Un soir de novembre 1995... A l'époque je bossais dans un bar du quartier latin le week-end. Je rentrais par le bus de nuit jusque dans ma chambre de bonne dans le 17ème arrondissement. J'allume la radio. France info ne suffisait que deux journaux toutes les heures. A cette heure, normalement on aurait dû avoir de la musique. A la place, un journaliste qui parle. Il se passe donc forcément quelque chose... "Si vous nous rejoignez, nous vous rappelons de l'information de la nuit : Le Premier ministre israélien, monsieur Yitzhak Rabin a été assassiné ce soir à Tel Aviv". Le choc.
Le lendemain, dimanche, un rassemblement improvisé se fait aux abords de l'ambassade d'Israël. Le ciel est bleu, mais les mines sont grises et pour certains, les yeux sont rouges.
Très vite, on connaît l'identité de l'assassin. Non, ce n'est pas un Arabe, c'est un Israélien. Un militant d'extrême droite. Le lundi matin, nous avons la réunion hebdomadaire du bureau national du Manifeste contre le FN, rue Rébeval dans le 19e arrondissement. Un de mes amis analyse froidement la situation en disant : " Ca y est, Israël est devenu un Etat comme les autres, il connaît la barbarie ".
La génération de nos parents avait connu probablement un choc comparable avec les assassinats de John Kennedy et son frères Bob ou encore celui de Martin Luther King.

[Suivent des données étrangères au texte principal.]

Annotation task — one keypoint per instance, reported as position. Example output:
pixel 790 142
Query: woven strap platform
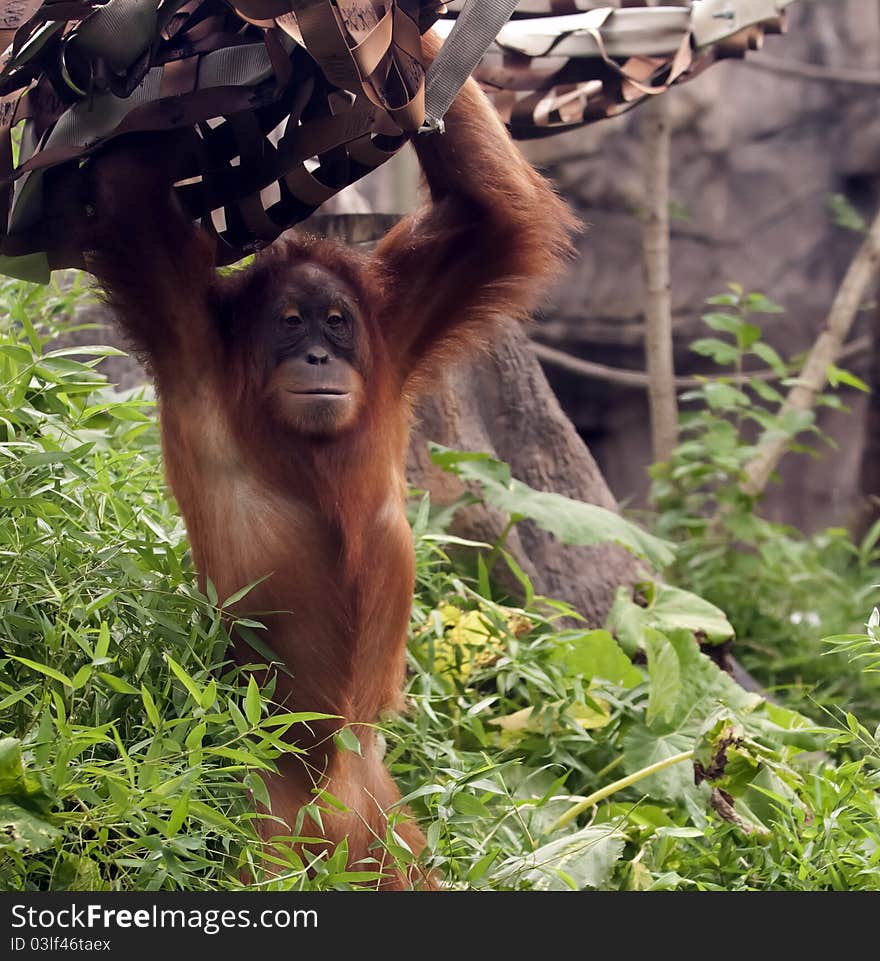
pixel 282 103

La nôtre, avait assisté avec un espoir renouvelé mais tempéré à toute la séquence qui s'était ouverte depuis les discussions de Madrid jusqu'aux accords d'Oslo. La poignée de main sur la pelouse de la Maison Blanche en 1993, entre Rabin et Arafat sous le patronage de Bill Clinton allait, à coup sûr changer le cours de l'Histoire. On se souvenait tous de l'hésitation du Premier ministre israélien. Une fraction de seconde, puis, le militaire s'était transformé en soldat de la paix.
Né dans les années 70, les Accords de Camp David avaient fait partie de nos premiers souvenirs d'actualité internationale. Puis il y avait eu Sabra et Chatila, le terrorisme, l'Intifada... Peut-être que cette fois, ça marcherait...
Rabin n'était pas un héros prédestiné. L'Histoire s'était emparée de lui et il y avait laissé quelques blessures. Il s'était battu militairement pour son pays puis il avait dirigé son parti avant de se battre à nouveau pour son pays, politiquement cette fois.
Rabin portait déjà le prénom d'une promesse. A la vieille Sarah, stérile, un enfant avait été promis. Elle avait ri en apprenant la nouvelle. Alors on lui avait qu'elle devait appeler l'enfant "Il rira", la signification du prénom en hébreu.
C'était un homme de gauche. Ses parents étaient venus d'Europe orientale. Lui était né dans la Palestine mandataire de parents militants actifs de la gauche sioniste. Il voulait devenir ingénieur agronome, spécialisé dans l'irrigation, mais l'Histoire allait en décider autrement.
Il ne fut pas assassiné par un terroriste arabe, mais par un Israélien, militant d'extrême droite. Nous n'avons pas oublié le climat de haine qui secoua Israël à cette période où des rabbins priaient pour qu'il meure, où il était grimé dans les manifestations auxquelles le Likoud participait en officier SS... Nous n'avons pas oublié la folie qui s'était emparée du pays et qui déboucha sur un terrible passage à l'acte.
Lui qui disait qu'il fallait lutter contre le terrorisme comme s'il n'y avait pas de processus de paix et lutter pour la paix comme s'il n'y avait pas de terrorisme, n'était un orateur qui enflammait les meetings, mais il avait la peau tannée autant par le travail des champs que par le labourage des champs de bataille. Quand on a fait la guerre, on sait de quoi on parle et on sait le prix de la paix. Un peu comme les anciens chefs du Shabak ou du Mossad qui ces dernières années sont sortis de leur silence pour dire que pour toutes les raisons du monde l'occupation et la colonisation devaient cesser.
Aujourd'hui, tout a été dit ou écrit sur la paix. Cette paix des Braves qui tarde à venir au point que radicaux des deux pays sont alliés dans le refus de dépasser la haine. Les voix des colombes sont couvertes par les cris des faucons. Le cynisme règne... La radicalisation se répand. Mais personne ne peut accepter une seule seconde que Rabin soit mort pour rien, lui qui n'avait perdu aucune guerre.
Faire vivre la mémoire et honorer l'homme c'est tout faire pour réaliser son rêve, parce que c'est aussi celui de millions d'hommes et de femmes.